Kicking off the fourth-quarter earnings season, JPMorgan (JPM) reported a 6.6% drop in its fourth-quarter profits early Wednesday, tied to a 23% decline in fixed-income trading revenue and higher legal costs. Wells Fargo (WFC), though, said its quarterly earnings improved close to 2% in late 2014.
Rivals Bank of America (BAC) will report earnings Thursday, Goldman Sachs (GS) on Friday, and Morgan Stanley (MS) next Tuesday.
JPMorgan’s net income was $4.93 billion, or $1.19 a share, in Q4’14 vs. $5.28 billion, or $1.30, a year earlier. Excluding $990 million in legal expenses and other one-time charges, earnings per share were $1.33, which beat analysts’ estimates.

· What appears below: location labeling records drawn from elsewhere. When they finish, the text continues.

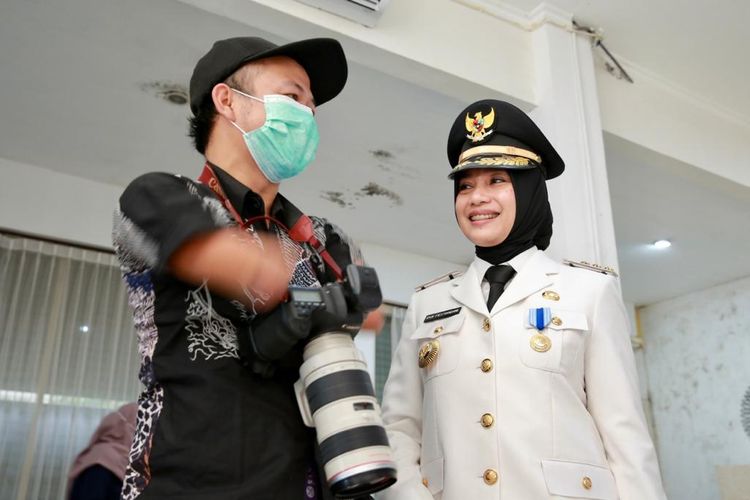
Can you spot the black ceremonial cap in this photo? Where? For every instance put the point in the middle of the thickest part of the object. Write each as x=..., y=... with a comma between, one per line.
x=496, y=134
x=322, y=58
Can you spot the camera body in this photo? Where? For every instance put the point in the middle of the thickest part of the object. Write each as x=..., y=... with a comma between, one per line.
x=334, y=391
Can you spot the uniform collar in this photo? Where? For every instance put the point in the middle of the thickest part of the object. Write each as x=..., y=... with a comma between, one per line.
x=534, y=273
x=516, y=263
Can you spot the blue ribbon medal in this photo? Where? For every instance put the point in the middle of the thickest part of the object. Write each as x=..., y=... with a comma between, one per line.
x=539, y=318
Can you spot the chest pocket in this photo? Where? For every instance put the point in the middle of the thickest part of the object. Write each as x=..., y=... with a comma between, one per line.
x=439, y=346
x=558, y=345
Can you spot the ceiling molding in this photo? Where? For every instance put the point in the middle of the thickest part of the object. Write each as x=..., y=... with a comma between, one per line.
x=544, y=13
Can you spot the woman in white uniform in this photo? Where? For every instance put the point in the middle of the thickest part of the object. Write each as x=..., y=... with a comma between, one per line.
x=515, y=380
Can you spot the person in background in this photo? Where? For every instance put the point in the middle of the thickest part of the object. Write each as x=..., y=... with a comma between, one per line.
x=97, y=472
x=517, y=379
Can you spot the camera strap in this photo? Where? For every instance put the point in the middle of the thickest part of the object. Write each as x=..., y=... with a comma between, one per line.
x=300, y=228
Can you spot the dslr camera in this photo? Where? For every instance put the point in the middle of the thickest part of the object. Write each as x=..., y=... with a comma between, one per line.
x=334, y=390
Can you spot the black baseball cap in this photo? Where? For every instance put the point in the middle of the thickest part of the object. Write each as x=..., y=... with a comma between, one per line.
x=322, y=58
x=496, y=134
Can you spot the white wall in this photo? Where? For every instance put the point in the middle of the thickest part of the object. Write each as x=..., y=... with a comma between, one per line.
x=45, y=203
x=697, y=352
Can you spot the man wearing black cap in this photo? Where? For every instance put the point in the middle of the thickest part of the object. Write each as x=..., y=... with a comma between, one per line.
x=202, y=258
x=515, y=380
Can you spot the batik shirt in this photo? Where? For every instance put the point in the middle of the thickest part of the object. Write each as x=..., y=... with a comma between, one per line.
x=207, y=427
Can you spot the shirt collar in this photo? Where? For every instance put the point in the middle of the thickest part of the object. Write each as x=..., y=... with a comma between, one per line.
x=516, y=263
x=249, y=204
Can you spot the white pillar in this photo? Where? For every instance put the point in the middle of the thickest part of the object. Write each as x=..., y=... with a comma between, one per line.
x=568, y=113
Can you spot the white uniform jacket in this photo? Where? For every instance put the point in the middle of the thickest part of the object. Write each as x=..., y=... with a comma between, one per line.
x=492, y=418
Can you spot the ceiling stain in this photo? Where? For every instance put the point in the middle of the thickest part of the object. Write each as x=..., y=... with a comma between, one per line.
x=375, y=189
x=370, y=190
x=336, y=197
x=387, y=162
x=381, y=154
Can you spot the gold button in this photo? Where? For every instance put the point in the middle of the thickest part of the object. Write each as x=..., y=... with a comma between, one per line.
x=486, y=365
x=490, y=476
x=540, y=342
x=487, y=420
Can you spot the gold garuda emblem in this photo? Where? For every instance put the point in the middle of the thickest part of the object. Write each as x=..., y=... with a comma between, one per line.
x=479, y=126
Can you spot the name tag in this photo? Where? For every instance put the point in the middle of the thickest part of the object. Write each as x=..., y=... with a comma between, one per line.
x=441, y=315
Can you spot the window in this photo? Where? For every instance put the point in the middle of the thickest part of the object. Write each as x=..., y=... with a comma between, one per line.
x=68, y=357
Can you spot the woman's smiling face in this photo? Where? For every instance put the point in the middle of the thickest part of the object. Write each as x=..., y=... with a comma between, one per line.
x=486, y=206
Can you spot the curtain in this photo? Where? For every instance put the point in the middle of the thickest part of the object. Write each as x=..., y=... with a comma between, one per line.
x=68, y=357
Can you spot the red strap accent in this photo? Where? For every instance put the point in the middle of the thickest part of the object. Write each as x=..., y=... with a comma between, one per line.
x=301, y=231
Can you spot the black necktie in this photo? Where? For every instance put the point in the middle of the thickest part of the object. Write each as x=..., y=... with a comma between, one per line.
x=498, y=277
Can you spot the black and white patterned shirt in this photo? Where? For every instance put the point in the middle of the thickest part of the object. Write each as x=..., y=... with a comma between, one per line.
x=207, y=428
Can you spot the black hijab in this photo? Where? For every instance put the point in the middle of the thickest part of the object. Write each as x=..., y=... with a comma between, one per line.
x=533, y=224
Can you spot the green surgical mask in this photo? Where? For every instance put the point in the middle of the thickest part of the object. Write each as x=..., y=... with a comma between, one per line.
x=286, y=143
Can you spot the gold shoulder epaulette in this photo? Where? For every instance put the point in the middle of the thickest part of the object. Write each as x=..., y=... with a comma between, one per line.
x=439, y=279
x=591, y=267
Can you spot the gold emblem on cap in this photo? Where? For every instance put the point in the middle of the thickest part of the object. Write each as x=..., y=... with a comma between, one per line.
x=428, y=353
x=479, y=127
x=540, y=342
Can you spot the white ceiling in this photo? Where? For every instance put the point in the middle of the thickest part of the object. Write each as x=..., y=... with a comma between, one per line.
x=77, y=96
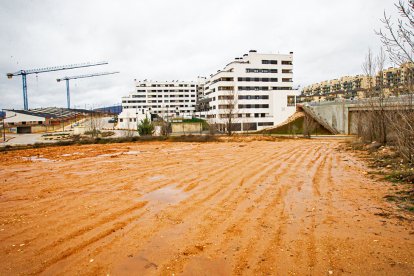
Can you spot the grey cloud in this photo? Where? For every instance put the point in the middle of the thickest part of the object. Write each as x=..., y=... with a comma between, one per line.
x=180, y=39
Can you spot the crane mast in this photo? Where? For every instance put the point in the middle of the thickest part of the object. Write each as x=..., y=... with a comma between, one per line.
x=80, y=77
x=24, y=74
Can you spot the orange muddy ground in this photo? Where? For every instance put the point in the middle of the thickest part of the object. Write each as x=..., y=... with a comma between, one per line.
x=260, y=207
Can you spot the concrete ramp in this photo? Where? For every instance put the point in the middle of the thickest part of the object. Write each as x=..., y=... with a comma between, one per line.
x=311, y=112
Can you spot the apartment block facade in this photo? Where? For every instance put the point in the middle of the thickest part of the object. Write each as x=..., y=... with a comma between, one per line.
x=165, y=99
x=255, y=90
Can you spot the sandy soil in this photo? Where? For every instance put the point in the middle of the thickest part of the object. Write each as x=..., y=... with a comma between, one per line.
x=289, y=207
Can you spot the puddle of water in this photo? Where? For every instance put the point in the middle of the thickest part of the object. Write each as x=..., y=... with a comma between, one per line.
x=109, y=154
x=37, y=159
x=156, y=177
x=70, y=154
x=168, y=194
x=132, y=152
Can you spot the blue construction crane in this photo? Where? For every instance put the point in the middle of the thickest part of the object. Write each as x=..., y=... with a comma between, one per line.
x=24, y=73
x=81, y=77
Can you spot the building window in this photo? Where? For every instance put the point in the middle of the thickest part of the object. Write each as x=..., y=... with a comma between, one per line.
x=265, y=123
x=266, y=61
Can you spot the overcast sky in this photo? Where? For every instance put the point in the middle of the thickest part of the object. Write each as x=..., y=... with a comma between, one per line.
x=180, y=40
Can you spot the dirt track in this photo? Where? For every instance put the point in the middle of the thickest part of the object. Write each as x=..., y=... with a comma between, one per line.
x=260, y=207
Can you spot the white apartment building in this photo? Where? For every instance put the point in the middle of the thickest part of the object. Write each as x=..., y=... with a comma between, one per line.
x=256, y=90
x=165, y=99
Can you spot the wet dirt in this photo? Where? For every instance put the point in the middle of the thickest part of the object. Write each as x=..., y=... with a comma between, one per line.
x=289, y=207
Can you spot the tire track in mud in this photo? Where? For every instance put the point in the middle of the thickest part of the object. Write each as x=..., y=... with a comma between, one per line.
x=212, y=223
x=110, y=224
x=268, y=254
x=207, y=217
x=66, y=223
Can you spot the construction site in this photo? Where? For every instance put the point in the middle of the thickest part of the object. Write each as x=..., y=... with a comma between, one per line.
x=246, y=205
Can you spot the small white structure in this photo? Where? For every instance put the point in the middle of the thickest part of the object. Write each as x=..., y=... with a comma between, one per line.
x=130, y=118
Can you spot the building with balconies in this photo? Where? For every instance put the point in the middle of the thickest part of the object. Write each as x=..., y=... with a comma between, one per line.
x=255, y=91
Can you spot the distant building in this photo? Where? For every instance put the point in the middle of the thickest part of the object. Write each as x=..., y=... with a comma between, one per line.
x=41, y=119
x=165, y=99
x=130, y=118
x=392, y=81
x=256, y=90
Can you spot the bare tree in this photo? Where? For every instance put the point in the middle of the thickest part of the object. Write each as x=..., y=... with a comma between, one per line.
x=372, y=121
x=398, y=39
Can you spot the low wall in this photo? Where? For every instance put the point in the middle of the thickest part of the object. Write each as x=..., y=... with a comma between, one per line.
x=186, y=127
x=336, y=114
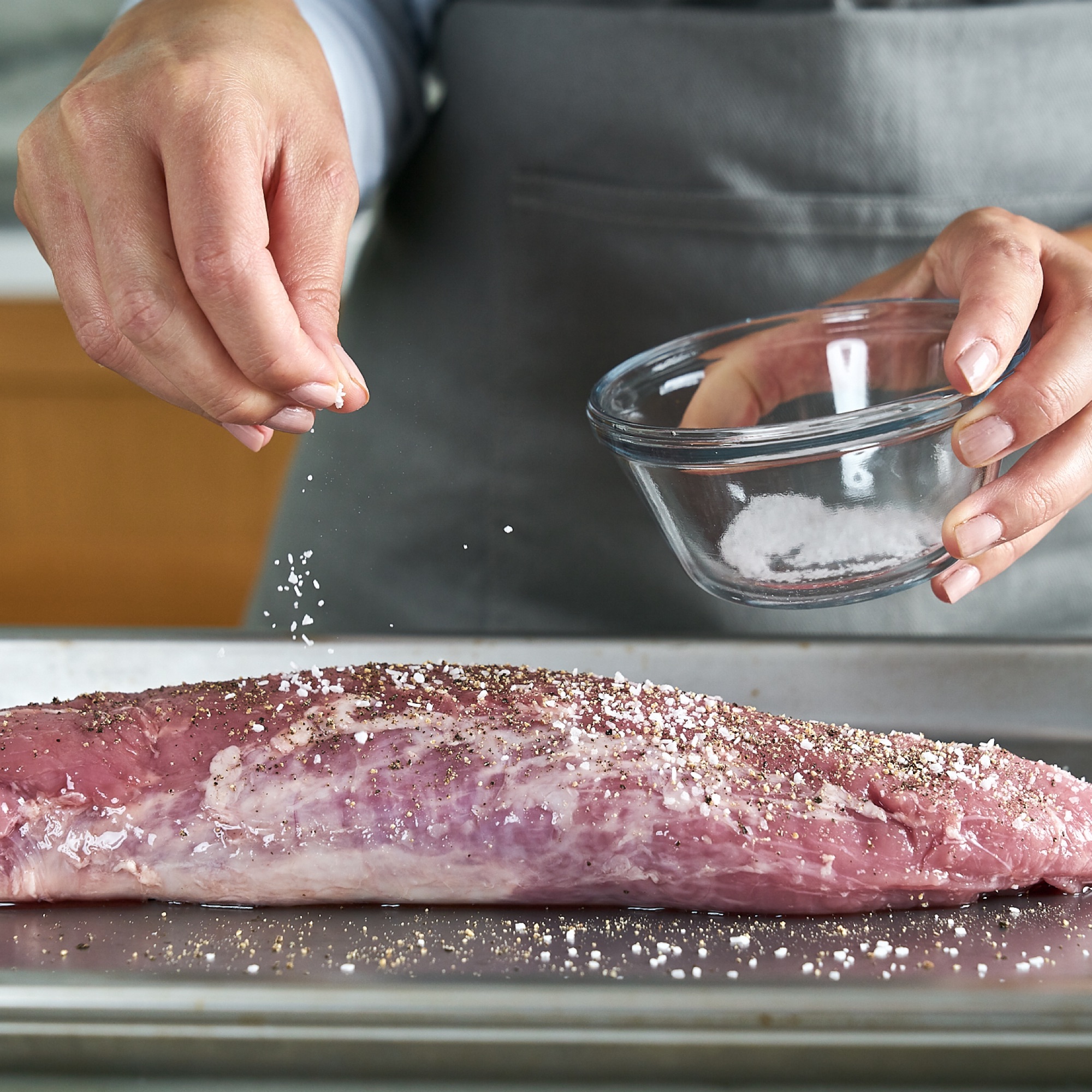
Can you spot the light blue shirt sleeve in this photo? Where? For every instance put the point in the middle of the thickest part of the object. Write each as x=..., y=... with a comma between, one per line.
x=377, y=51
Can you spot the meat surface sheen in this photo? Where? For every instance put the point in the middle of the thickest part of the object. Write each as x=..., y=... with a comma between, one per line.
x=440, y=784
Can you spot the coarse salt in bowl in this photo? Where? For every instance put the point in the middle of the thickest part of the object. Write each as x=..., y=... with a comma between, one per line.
x=800, y=460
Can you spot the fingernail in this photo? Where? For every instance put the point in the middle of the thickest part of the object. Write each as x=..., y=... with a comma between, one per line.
x=978, y=533
x=250, y=436
x=983, y=441
x=317, y=396
x=959, y=580
x=292, y=420
x=351, y=369
x=978, y=363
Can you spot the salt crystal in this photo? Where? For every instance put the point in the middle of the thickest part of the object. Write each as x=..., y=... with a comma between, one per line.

Net income for the year was a record $21.8 billion, on revenue of $97.9 billion, as legal costs shrank $8.2 billion from 2013. For the fourth quarter, revenue declined 2.3% from a year earlier to $23.6 billion.
The bank’s fixed-income trading sales were $2.5 billion during the period, when it sold its commodities unit and experienced lower revenue tied to credit and securitized products. Meanwhile, equity trading revenue rose 25% year over year to $1.1 billion on gains in the derivatives and prime-brokerage business, and net income at the corporate and investment bank rose 3% to $972 million.
JPMorgan retail bank branches have 3,090 financial advisors and 21,039 private bankers, according to its latest results.
Net new assets in the period for these advisors were $3.3 billion in Q4’14, down from $4.3 billion in the third quarter and $3.6 billion a year ago. Total client investment assets came to $213.5 billion, with 39% held in management accounts.